Thacker was five years cancer-free this April. That’s when he saw an ad on Instagram for the Ulman Foundation’s 4K for Cancer bike ride and he knew he had to do it.

“That’s where the love started,” he said.

Thacker trained five to six days a week for 200 days leading up to the ride.

He raised $4,600 for Ulman, which provides support for young adults who are diagnosed with cancer.

He rode from Baltimore to Seattle this summer, spending 70 days on the road. Banner-UMC came calling after that.

Thacker said he expects Saturday’s ride to take between five and seven hours to complete. And he hasn’t had a chance to train on his bike.

“I feel foolish that I’ve been riding a stationary bike in the gym,” he said. “I am very excited to see how far I can push myself — especially when I have a purpose. And riding for Banner Pediatric is a phenomenal purpose. I am grateful to all the wonderful people at Banner. It has a very special place in my heart. And to do this in my hometown warms my heart.”

Tour notes

  • As of Friday afternoon, more than 6,000 riders had signed up for Saturday’s rides, exceeding the number of participants last year. More than 800 signed up for the Family Fun Ride.
  • Former U.S. Congresswoman Gabrielle Giffords

and husband

  • Mark Kelly will take part in the 25-mile ride that starts at 1 p.m. at Marana Heritage River Park.
  • El Tour’s title sponsor Banner-University Medicine will use money raised from the ride to build a play zone for sick children at Diamond Children’s Medical Center. Events will be held there, as well as activities like pet and art therapy. Children will be able to watch movies and even make movies.

Former El Tour dedication recipients

  • Kathryn Bertine

,

  • Nelson Vails

and

  • Denise Mueller-Korenek will all participate in Saturday’s ride. Vails is riding 100 miles, Bertine is riding 50 miles and Mueller-Korenek is riding 25 miles. Bertine said she fell in love with cycling the first time she rode 100 miles in Tucson. Her advice to new riders is to “revel in the entire experience and seize the moment.”

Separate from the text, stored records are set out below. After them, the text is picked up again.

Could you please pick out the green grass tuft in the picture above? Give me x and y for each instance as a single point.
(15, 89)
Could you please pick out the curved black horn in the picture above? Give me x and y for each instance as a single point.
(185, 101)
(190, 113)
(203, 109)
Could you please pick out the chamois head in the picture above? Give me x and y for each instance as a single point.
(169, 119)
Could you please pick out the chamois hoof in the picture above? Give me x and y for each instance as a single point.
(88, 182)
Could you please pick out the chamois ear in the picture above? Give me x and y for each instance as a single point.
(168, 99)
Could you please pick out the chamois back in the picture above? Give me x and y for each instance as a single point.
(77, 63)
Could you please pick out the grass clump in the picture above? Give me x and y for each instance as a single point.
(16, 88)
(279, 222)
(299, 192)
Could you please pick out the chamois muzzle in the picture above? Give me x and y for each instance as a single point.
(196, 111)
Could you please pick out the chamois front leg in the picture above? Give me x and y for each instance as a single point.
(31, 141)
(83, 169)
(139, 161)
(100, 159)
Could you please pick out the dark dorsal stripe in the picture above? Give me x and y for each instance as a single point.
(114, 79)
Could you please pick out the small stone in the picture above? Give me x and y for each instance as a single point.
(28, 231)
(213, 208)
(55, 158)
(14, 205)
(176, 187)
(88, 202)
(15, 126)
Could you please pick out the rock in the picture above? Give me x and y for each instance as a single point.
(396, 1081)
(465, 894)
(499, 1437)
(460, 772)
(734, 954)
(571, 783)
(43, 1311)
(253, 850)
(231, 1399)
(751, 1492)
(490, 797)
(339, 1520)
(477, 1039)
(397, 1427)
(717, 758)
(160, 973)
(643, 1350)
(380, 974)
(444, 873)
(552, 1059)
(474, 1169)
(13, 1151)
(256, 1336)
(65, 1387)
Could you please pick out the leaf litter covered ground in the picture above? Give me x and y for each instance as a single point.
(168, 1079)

For the past 10 years, Vails — a former Olympic cyclist — has circled this date on his calendar. He said that fellow riders shouldn’t follow him, as he doesn’t “follow the rules. I ride in the middle of the road because there are thorns in the gutter.”

  • Charlene Grabowski, Perimeter Bicycling’s new CEO, ordered 2,400 rain ponchos that are now sitting unused in her garage. She was happy that the sun appeared at Friday’s news conference and expo.

“Mother Nature treated us well,” she said.